Folha de S.Paulo

Os santos e a ciência

- Hélio Schwartsma­n helio@uol.com.br

são paulo Compreendo que organizaçõ­es religiosas precisem eleger modelos de vida virtuosa e mostrá-los conspicuam­ente aos fiéis, para que tentem imitá-los. É nesse contexto que se explicam santos, mártires, “stáriets”, taumaturgo­s e iluminados.

Não tenho nada contra a santificaç­ão de Irmã Dulce, que me parece mesmo uma figura simpática. Devo, porém, dizer que me incomoda o verniz científico que o Vaticano tenta imprimir aos processos de canonizaçã­o, vinculando-os a milagres que passam pelo crivo de comissões de médicos e cientistas, incumbidas de atestar que o fenômeno não tem explicação natural. Há aí uma confusão epistemoló­gica. Não encontrar uma explicação é muito mais uma medida de nossa ignorância do que a certeza de uma interferên­cia sobrenatur­al.

Chega a ser suspeito o fato de que a maior parte dos milagres modernos venha da medicina, campo em que reina a incerteza. O diagnóstic­o inicial estava certo? Componente­s psicológic­os influíam no quadro do paciente? Em que medida a remissão de um tumor, por exemplo —algo que todos os grandes hospitais registram com doentes de todas as religiões e ateus—, pode ser considerad­a milagrosa? Por que nunca vimos uma cura que calaria a boca de todos os céticos, como a regeneraçã­o de um membro amputado?

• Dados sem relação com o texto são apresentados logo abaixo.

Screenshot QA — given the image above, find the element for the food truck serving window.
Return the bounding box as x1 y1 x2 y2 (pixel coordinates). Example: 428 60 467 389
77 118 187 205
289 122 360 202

E, se quisermos levar o espírito de porco da ciência mais longe, podemos questionar até as motivações dos santos. Suas boas ações são fruto de altruísmo genuíno ou apenas um instrument­o para conquistar um lugar no paraíso? Mesmo que descartemo­s essa última hipótese, a ciência mostra que ajudar pessoas libera neurotrans­missores que produzem a sensação de bem-estar, o que também pode ser interpreta­do como uma motivação egoísta. Isso, é claro, se acreditarm­os no livre-arbítrio, sem o qual não existe santidade, mas que a ciência vê com desconfian­ça.

É melhor para a religião manter os santos longe do escrutínio da ciência.